Nella screen pubblicata si parla di 78 GB di dati riservati contenenti, a dire dei criminali informatici, documenti, scansioni, contratti e report finanziari. Si minaccia, come solito in questi casi, di divulgare prima un campione di dati gratuito nei prossimi giorni per dimostrare la veridicità di quanto minacciato, per poi presumibilmente passare alla fase di vendita vera e propria sul dark web. Una brutta gatta da pelare, insomma, per l’Agenzia che dovrà provvedere a trovare una soluzione, per quanto in questi casi non ci sia purtroppo molto da fare: se i dati sono stati effettivamente sottratti l’unica cosa da fare è evitarne la diffusione in pubblico, cosa tutt’altro che agevole per via del funzionamento stesso di internet.
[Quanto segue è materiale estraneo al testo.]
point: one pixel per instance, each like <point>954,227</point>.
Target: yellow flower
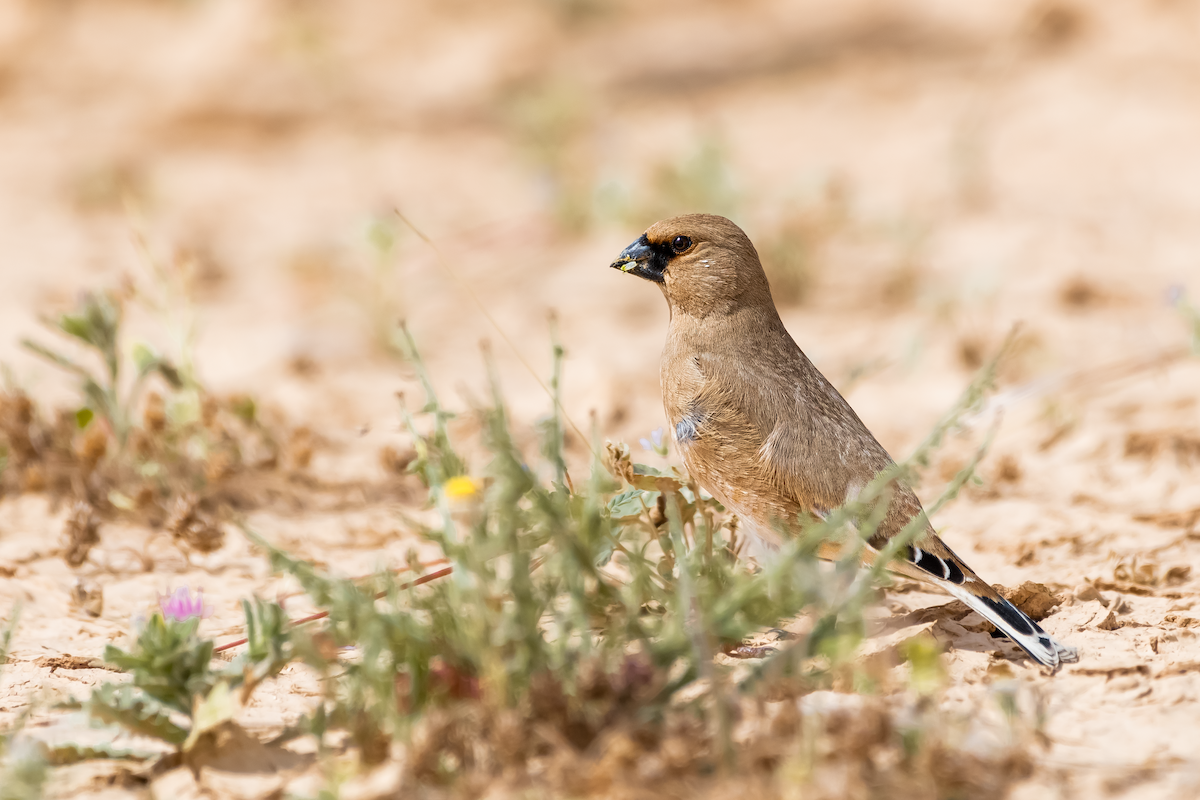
<point>460,487</point>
L’Agenzia delle Entrate, operativa dal 1° gennaio 2001, nasce dalla riorganizzazione dell’Amministrazione Finanziaria a seguito del Decreto Legislativo n. 300 del 1999. Ha un proprio statuto e specifici regolamenti in materia di amministrazione e contabilità. Gli organi dell’Agenzia sono costituiti dal Direttore, dal Comitato Direttivo, dal Collegio dei Revisori dei conti. Dal 1° dicembre 2012 l’Agenzia delle Entrate ha incorporato l’Agenzia del Territorio (art. 23-quater D.Lgs. 95/2012).” È l’anagrafica che riporta, nella schermata del leak in questione, i dati ufficiali di cui il gruppo afferma di avere preso possesso.

Se l’attacco sarà confermato, potrebbe – secondo il blog securityaffairs – ergersi ad uno degli incidenti più gravi subiti dalle agenzie governative del nostro paese. L’Agenzia delle Entrate fornisce vari servizi online ai contribuenti e si occupa, come forse saprete, di riscossione di tasse e comportamento in materia finanziaria e fiscale. Al momento non è noto se la banda in questione, che sembra essere un collettivo hacker vero e proprio, abbia contattato direttamente il governo italiano nè tantomeno si conosce l’importo del riscatto. Sappiamo solo che ha concesso cinque giorni all’Agenzia, da oggi, per pagare il ransomware al fine di evitare la pubblicazione dei dati sottratti illecitamente.

La banda sembra essere attiva almeno dal 2019, e oggi è uno dei gruppi ransomware più attivi e temuti al mondo. Il malware utilizzato si chiama LockBit 3.0, e presenta tecnologie molto avanzate per il suo utilizzo da parte di più gruppi di criminali informatici. La versione 3.0 del ransomware è stata già utilizzata, per altri, in recenti attacchi di questo tipo.  Il ransomware in questione sta inoltre colpendo numerosi altri siti web, purtroppo, e il sito dell’agenzia è soltanto uno dei tanti che ne è rimasto vittima. In questi casi le indicazioni generali dovrebbero essere quelle di sempre, tra cui il suggerimento quasi ovvio che pagare il riscatto potrebbe non essere una buona strada d’uscita anche perchè, al netto dell’immagine, si rischierebbe di pagare a vuoto senza garanzie della non pubblicazione.

Un caso che fa riflettere sull’importanza della cybersecurity per settori di ogni tipo, inclusi quelli che trattano dati sensibili, di cui non si smetterà di parlare anche nei prossimi tempi, quasi senza dubbio.